The plan by the United Jewish Communities to dissolve its pillar system and shift some of its operations to Israel were only part of the proposed changes outlined in its internal background paper drafted March 16.
Drafted by selected lay and professional leaders of UJC, the paper suggested 23 changes deemed to be “required to enable the reorganization of UJC to become fully effective.
The goal is to streamline UJC while creating a unified message and better connecting the federations to UJC and its overseas partners, according to the chairman of its board of trustees, Joseph Kanfer.

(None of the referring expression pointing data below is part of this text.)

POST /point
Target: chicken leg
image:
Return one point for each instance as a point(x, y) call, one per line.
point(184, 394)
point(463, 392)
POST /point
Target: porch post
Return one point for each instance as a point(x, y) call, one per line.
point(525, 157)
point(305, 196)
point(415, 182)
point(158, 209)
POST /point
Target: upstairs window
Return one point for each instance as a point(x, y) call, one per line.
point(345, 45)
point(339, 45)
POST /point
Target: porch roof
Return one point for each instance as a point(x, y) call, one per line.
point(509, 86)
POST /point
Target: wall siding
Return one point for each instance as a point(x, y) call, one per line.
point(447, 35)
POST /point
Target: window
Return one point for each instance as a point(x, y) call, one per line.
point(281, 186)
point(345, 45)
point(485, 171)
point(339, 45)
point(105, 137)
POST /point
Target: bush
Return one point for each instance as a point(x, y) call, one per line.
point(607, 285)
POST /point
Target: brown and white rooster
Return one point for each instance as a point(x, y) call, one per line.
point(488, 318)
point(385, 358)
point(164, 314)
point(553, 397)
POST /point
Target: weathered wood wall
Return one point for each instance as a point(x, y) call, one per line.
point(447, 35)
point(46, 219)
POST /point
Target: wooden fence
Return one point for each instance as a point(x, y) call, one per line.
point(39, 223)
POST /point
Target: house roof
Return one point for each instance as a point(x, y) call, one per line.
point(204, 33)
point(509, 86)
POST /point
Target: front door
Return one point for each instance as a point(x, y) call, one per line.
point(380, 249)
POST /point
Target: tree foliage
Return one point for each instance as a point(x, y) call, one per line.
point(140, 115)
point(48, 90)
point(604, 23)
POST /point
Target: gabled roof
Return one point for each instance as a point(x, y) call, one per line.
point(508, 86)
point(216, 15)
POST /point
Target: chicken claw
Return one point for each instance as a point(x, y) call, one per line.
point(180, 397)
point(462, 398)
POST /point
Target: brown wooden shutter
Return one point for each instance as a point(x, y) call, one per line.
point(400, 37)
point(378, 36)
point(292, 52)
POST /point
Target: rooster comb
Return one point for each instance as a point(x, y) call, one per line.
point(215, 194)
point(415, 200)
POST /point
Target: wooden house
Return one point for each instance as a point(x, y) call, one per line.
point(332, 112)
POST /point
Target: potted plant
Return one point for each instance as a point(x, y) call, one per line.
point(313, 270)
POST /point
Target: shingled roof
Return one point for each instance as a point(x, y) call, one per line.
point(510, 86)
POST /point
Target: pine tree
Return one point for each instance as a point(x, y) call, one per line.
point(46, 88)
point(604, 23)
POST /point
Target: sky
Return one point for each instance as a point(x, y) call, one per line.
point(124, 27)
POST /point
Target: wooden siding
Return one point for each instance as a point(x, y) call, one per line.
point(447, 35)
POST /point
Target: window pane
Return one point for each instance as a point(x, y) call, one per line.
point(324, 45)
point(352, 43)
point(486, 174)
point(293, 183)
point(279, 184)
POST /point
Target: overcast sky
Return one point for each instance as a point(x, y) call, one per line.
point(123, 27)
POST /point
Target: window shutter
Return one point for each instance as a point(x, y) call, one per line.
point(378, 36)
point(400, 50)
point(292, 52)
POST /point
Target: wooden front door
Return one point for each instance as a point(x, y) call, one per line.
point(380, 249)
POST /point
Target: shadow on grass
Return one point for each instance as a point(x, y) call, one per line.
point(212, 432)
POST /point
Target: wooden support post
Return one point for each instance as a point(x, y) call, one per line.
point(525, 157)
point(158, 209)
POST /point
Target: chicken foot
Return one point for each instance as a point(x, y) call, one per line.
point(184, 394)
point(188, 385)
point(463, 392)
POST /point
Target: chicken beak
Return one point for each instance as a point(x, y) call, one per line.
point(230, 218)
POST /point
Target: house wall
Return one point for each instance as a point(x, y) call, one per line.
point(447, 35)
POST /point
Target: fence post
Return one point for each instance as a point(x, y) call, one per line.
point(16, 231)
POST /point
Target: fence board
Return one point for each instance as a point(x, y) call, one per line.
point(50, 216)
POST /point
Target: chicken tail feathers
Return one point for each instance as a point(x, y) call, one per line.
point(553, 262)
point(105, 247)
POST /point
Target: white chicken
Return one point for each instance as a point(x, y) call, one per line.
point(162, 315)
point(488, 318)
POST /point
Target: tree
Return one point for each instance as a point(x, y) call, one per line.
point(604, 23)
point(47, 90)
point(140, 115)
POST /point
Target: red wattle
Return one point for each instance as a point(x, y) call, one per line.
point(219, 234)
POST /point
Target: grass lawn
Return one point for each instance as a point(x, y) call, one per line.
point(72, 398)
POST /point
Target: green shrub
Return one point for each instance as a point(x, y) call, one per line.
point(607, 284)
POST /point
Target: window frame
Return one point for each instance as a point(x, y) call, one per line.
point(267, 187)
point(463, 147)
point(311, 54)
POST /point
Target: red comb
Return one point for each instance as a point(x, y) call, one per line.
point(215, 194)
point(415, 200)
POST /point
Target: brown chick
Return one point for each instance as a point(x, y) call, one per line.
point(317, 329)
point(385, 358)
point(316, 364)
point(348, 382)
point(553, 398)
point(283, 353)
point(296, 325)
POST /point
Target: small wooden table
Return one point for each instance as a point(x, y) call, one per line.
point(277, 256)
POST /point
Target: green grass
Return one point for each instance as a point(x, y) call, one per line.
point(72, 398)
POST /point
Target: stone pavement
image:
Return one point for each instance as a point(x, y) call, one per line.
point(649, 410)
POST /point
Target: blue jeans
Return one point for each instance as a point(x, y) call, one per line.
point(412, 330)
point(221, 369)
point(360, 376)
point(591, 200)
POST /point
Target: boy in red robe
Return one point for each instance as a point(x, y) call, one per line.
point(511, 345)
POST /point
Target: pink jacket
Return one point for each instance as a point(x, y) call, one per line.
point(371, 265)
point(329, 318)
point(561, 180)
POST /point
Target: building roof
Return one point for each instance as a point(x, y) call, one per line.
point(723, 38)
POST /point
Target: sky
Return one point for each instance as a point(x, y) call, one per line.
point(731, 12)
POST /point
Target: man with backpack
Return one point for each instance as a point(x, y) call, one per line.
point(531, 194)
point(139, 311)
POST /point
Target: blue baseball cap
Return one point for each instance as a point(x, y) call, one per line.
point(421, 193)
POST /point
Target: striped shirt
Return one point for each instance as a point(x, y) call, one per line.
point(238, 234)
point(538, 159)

Some of the suggested changes included in the document include:
* Agree upon a common name for UJC and the federations which can help bridge the gaps created by a mobile population, so that when Jews move to new communities they will be able to easily find and recognize their new community s federation;
* Phase out pillars in favor of a unified UJC governance process;
* Eliminate the distinction between UJC consulting and financial resource development departments, thus creating a seamless outreach to federations;
* Invest in a video-conferencing capacity for the system to allow for a more cost effective deployment of UJC resources;
* Eliminate programs with minimal impact on federations as a whole;
* Consolidate overseas missions and give them a common theme based on UJC priorites. This would be done through the Israel office;
* Focus on giving next-generation professionals and lay leaders more major responsibilities;
* Eliminate the once-a-decade National Jewish Population Study in favor of more frequent targeted studies of policy areas that affect UJC and the federations;
* Create a national donor database;
* Create a common Web format for UJC and larger federations to improve product and name recognition for all federations;
* Promote non-traditional relationships with foundations and individual donors to leverage UJC impact;
* Work with the Jewish Agency for Israel and the American Jewish Joint Distribution Committee on outcomes-based investments, and creating core aspects of programming to allow for federation funding partnerships.